Vicente, à qual se pôs o nome de Sagres. E é chamada pelos portugueses Cabo de
Sagres da Guiné. No relato nota-se de que se já está a falar de uma realidade
comum à Senegâmbia, falam de pessoas idólatras porque adoram estátuas de
madeira com forma de homens e os negros quando comem ou bebem oferecem de
comida aos ídolos. E escreve-se: “São igualmente pretos, mas têm uns sinais
feitos com ferro em brasa, tanto na cara como no corpo; são mais depressa
pardos do que pretos. Não tem armas, por não haver ferro nas suas terras.

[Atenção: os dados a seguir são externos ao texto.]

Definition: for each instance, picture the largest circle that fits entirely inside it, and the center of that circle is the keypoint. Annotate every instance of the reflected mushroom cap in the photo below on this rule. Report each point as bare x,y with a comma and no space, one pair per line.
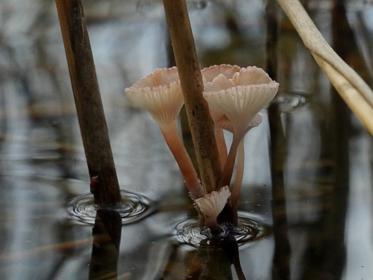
159,93
237,93
211,204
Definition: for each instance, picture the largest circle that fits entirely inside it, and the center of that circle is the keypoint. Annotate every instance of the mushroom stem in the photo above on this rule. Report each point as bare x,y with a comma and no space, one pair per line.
229,164
183,160
222,147
237,183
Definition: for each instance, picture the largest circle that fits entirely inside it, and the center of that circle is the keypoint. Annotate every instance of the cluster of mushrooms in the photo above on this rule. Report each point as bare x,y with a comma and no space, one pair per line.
235,96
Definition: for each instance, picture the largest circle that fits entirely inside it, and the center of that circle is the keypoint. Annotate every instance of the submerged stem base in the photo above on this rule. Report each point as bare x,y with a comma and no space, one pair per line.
189,231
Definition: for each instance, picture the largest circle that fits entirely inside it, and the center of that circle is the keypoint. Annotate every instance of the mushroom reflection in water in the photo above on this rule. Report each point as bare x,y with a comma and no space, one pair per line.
160,94
235,95
211,205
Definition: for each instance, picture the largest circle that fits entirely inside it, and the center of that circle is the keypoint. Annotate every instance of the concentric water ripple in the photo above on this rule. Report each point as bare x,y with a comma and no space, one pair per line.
248,230
132,208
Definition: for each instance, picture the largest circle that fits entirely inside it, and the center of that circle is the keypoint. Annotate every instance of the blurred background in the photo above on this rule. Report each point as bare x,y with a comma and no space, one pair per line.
309,165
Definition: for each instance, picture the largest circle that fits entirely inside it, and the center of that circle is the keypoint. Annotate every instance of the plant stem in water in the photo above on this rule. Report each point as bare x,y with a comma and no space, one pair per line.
237,183
183,160
199,119
88,103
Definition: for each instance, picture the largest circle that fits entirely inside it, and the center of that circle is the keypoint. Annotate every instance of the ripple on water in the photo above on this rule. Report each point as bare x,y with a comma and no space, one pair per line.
132,208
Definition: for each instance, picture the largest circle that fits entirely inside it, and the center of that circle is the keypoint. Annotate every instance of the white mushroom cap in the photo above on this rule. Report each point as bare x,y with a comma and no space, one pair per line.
159,93
237,93
211,204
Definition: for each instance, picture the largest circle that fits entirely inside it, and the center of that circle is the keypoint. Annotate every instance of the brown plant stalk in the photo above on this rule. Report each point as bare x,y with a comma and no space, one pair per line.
199,119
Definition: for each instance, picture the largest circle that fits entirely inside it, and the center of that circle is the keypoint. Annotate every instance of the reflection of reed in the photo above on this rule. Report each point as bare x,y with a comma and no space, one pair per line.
106,245
325,254
281,256
214,261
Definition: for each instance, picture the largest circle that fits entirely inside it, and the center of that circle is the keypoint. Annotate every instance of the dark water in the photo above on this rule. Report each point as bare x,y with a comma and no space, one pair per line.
313,185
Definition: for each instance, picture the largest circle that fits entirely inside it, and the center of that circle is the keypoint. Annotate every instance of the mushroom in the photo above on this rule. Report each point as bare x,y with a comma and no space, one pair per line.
211,204
236,94
160,94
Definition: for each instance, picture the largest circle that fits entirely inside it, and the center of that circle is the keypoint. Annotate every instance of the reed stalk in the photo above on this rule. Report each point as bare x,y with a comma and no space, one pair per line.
351,87
199,119
93,128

Sustentam-se de arroz, milho e legumes, isto é, fava e feijões, de qualidade
diferente dos nossos e muito maiores e mais belos. Têm carne de vaca e de
cabra, mas não em muita quantidade. Tem esta gente as orelhas todas furadas,
com buracos em toda a volta, nos quais buracos trazem vários aneizinhos de
ouro, um em seguido ao outro; também têm o nariz furado por baixo, no meio, e
aí trazem um anel de ouro, de pendurado, como trazem os nossos búfalos”.
Prossegue a
viagem e do Cabo de Sagres da Guiné atingem a Serra Leoa.
Este o essencial
dos relatos das duas viagens de Cadamosto e do que contou Pedro de Sintra.

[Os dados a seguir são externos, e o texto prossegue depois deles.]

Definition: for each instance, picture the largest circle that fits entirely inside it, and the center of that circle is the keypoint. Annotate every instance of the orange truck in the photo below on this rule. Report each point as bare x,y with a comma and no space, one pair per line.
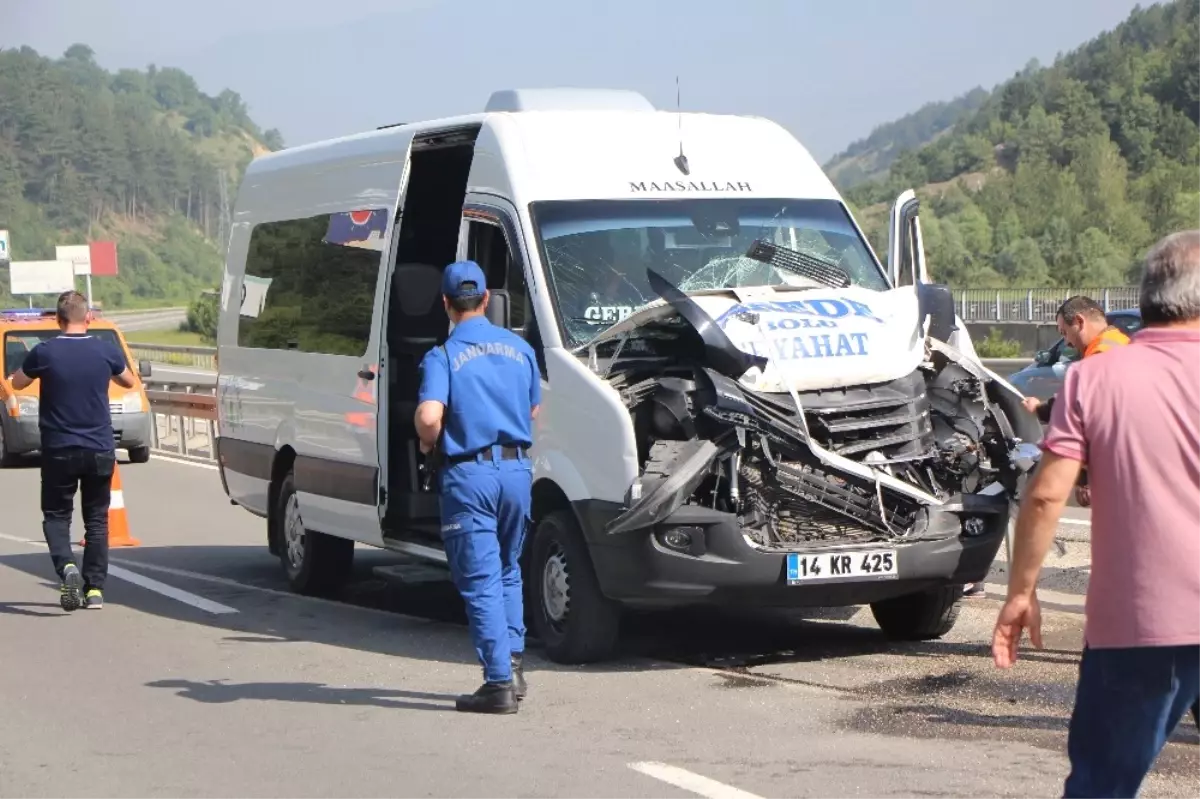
23,329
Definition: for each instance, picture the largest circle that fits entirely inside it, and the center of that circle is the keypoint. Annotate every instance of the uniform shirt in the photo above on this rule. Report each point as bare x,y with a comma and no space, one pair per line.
75,371
489,380
1134,418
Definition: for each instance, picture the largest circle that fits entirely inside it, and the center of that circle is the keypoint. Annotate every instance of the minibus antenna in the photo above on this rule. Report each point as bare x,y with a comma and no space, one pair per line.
681,160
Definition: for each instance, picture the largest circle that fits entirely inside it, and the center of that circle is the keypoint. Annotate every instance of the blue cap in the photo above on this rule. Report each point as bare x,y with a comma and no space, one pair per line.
463,278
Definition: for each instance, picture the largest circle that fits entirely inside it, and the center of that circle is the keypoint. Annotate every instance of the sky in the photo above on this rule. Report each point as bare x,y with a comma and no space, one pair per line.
828,71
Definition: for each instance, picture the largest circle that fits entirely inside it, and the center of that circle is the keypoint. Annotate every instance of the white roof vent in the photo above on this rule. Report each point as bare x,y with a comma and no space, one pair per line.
520,100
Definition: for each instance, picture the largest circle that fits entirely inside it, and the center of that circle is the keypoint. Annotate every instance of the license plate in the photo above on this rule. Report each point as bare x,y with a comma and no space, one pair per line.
841,566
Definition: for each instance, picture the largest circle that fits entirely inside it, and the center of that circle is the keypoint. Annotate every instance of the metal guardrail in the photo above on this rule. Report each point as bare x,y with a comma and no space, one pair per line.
1035,306
202,358
185,420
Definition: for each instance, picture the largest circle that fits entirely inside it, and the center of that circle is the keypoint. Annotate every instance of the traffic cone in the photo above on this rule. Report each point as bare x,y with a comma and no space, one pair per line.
118,522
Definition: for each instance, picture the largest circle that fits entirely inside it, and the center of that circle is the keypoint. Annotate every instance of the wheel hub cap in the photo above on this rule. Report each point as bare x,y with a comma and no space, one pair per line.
556,587
293,532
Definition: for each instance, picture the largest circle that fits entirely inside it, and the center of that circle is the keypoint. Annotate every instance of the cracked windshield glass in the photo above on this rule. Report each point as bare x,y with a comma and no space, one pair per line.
598,252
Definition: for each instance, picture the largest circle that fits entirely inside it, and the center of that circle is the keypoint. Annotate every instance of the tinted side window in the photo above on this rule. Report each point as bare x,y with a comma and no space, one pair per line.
487,246
310,283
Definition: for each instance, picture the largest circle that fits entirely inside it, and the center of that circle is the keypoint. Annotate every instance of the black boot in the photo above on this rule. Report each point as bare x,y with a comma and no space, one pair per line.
519,684
491,697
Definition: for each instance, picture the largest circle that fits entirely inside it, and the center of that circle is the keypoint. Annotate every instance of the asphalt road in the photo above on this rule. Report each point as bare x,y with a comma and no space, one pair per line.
203,677
165,319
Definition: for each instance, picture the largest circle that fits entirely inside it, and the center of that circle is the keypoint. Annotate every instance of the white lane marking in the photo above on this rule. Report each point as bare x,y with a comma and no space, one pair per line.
179,594
159,456
300,598
186,598
693,782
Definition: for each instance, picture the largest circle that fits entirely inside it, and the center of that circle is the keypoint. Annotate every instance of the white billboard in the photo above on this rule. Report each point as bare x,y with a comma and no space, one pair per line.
77,254
41,276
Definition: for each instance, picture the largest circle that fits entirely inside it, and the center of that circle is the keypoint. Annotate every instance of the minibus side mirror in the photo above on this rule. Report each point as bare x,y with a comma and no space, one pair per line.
498,307
937,302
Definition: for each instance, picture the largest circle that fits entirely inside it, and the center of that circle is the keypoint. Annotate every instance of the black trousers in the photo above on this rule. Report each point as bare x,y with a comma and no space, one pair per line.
64,472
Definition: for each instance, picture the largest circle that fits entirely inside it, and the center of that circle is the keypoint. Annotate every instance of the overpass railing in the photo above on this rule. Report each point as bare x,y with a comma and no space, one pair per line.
202,358
184,419
1035,306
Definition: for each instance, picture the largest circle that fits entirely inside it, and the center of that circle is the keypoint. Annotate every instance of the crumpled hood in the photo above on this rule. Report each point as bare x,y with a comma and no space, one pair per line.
814,338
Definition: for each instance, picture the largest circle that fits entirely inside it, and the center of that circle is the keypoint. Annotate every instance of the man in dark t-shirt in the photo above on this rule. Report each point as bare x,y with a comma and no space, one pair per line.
78,450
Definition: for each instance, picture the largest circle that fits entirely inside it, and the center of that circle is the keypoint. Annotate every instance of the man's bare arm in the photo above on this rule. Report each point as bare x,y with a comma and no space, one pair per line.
1045,496
427,420
21,380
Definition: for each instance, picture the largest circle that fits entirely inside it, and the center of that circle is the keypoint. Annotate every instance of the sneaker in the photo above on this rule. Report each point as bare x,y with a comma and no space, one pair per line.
71,590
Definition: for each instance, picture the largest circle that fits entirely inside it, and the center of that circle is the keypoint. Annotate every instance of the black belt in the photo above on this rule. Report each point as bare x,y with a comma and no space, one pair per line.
505,454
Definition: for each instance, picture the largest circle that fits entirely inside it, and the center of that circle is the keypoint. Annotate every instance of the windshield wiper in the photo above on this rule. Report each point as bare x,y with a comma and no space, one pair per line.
798,263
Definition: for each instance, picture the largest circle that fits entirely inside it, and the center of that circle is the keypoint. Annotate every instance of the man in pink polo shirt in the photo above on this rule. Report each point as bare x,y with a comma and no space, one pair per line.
1133,416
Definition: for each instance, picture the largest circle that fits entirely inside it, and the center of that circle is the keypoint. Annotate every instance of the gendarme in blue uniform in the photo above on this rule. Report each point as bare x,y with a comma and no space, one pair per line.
489,382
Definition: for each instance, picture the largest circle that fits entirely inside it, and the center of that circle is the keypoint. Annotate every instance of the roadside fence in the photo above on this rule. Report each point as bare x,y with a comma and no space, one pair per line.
1035,306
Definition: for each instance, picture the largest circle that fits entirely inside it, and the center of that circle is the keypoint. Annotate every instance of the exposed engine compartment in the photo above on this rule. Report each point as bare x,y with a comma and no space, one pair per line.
857,464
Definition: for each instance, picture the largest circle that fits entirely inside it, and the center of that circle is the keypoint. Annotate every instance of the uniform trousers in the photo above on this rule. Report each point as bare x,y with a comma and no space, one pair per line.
485,514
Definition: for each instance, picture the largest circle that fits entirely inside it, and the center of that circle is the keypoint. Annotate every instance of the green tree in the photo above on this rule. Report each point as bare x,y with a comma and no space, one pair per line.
1099,262
1021,264
203,314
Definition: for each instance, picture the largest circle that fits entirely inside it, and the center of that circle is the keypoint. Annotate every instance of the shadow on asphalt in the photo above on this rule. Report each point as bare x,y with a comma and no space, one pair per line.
31,608
221,692
732,640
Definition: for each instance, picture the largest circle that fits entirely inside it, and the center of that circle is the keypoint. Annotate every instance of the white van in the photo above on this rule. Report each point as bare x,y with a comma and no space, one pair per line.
741,403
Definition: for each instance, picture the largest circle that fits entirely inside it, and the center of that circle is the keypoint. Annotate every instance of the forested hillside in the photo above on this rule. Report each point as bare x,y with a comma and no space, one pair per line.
1066,174
144,158
871,157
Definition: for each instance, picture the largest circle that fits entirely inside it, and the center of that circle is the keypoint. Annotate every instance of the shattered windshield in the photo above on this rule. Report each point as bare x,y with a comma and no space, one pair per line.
597,252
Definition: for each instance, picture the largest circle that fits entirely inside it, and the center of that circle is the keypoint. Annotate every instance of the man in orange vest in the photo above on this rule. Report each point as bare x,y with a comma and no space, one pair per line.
1083,323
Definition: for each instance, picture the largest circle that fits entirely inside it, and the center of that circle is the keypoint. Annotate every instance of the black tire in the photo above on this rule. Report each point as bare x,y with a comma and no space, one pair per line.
313,563
919,617
579,625
6,457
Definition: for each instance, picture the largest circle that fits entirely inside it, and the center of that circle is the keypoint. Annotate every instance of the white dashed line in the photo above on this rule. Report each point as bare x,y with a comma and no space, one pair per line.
171,592
699,785
167,458
178,594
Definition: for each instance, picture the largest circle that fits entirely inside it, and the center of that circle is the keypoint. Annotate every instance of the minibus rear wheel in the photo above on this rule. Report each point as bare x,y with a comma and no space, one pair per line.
313,563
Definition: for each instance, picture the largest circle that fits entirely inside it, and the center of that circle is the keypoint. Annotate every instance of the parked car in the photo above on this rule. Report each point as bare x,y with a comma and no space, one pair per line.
1044,376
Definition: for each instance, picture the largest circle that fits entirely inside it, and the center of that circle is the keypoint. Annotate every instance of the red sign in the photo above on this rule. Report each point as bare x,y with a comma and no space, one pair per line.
103,258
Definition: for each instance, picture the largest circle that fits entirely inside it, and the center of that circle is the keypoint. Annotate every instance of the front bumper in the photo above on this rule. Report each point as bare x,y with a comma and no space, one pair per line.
637,569
132,430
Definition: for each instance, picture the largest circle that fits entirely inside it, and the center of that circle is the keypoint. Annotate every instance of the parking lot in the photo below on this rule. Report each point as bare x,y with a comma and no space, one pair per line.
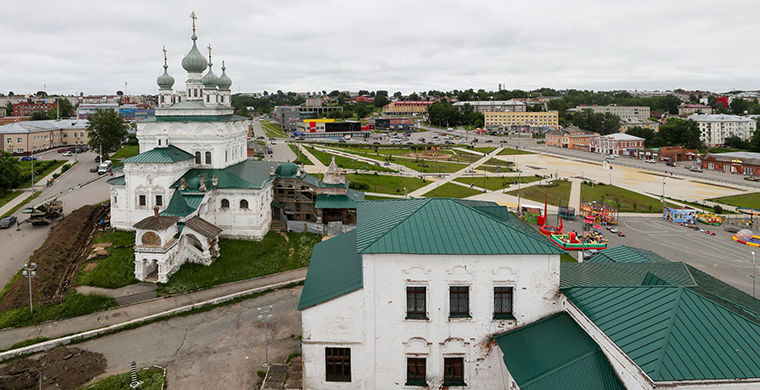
717,255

Insiste-se que o historiador Damião Peres contesta a descoberta de algumas das
ilhas do arquipélago de Cabo Verde como Cadamosto menciona e exibe críticas
altamente desfavoráveis ao relato do viajante, a começar por Duarte Leite e
Fontoura da Costa. E após uma exposição de críticas e de muitos argumentos
contra, Damião Peres observa: “A hipótese formulada por Crone, afirma não
existir razão alguma que impeça ter-se realizado em 1456, na viagem em que
participou Cadamosto, o encontro das ilhas cabo-verdianas, embora se admita que
o melhor reconhecimento delas, preparador da sua colonização foi realizado em
1459 ou data próxima por Noli, talvez acompanhado por Diogo Gomes”. Dito de
outro modo, e à luz dos conhecimentos em meados do século XX, não se exclui que
Luís de Cadamosto tenha estado nalgumas das ilhas cabo-verdianas, mas só anos
depois é que se considera a sua descoberta e colonização a partir da viagem de
Noli e provavelmente acompanhado por Diogo Gomes.
Pedro de Sintra
terá viajado desde a foz do rio Geba até uns quilómetros além do Cabo Mesurado,
mas já teria anteriormente navegado por lá em vida do Infante D. Henrique.